Online P.E - What About It?

Online P.E - What About It?
Emma Marlene Tantriady

December 10, 2020

Since March 2020, more than half of students in the world have begun to have school virtually. It was a drastic change for most school subjects as the class structure mostly involved communication between students’ participation and teachers through speech and whiteboard(s), which can be depicted well into online meetings. However, certain subjects that require more hands-on experiences, such as laboratory sessions (biology, chemistry) or PE, needed a different approach. In the case of PE, at Springfield PB3, teachers gather the students’ scores from them exercising privately and on their own schedule.

Traditionally, students have their scores taken by how active they are participating in the teachers’ weekly assigned exercises. However, during online PE, the students choose their own schedules and workouts to do for assignments due the next week. The only evidence that needs to be submitted are the amount of steps taken or the calories burned throughout the exercise.

As strict evidence is not demanded by the PE teachers to prove that the students participate in their assignments, there comes the possibility of students being able to fabricate their own data and submissions. With the fabricated data, students can submit exercise metrics that they haven't actually achieved and thus attain a grade that they may otherwise not have earned from doing the exercises properly. Ethical considerations aside, this may prove to be unfair for those students that do in fact conduct their exercises properly and truthfully as they still would earn the same grades as students who fabricate their results.

A suggested alternative to this method is to have the students do the assigned exercises live in the online meeting session or recorded through a camera. However, that method has received backlash. “Gue pernah disuruh bikin video kayak gini, sumpah, malu banget gue,” remarked an Indonesian student from out of Springfield, mentioning the exercising-on-camera method on the comment section of a video posted online expressing how embarrassing it was for her to record an exercise video.

Though it may be flawed, the method used by Springfield's PE teachers allows students to approach PE in a way that they may have not experienced before.

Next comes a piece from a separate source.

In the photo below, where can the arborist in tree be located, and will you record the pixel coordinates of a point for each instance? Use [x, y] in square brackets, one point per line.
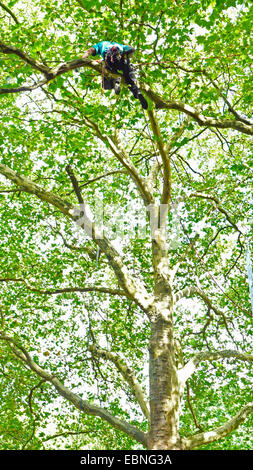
[116, 57]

As students assemble their own timetable and are able to choose which exercises they are interested in, they are able to craft a set of activities to suit their own needs and bodies. Therefore, students that may otherwise not participate in PE during traditional school periods may be motivated to start doing exercises as it is tailored to their own preferences. Working out is needed for the human system, “Exercising regularly, every day if possible, is the single most important thing you can do for your health” according to Harvard Medical School.

The online version of PE is something that still needs exploration and evaluation in order to reach its full effectiveness. However, as it is not an academic subject, further research on the matter has not been conducted much, as well as the fact that the current situation is not a permanent one. In its current state, students and teachers have to accept their school's implementation of online PE, however unrefined it may be.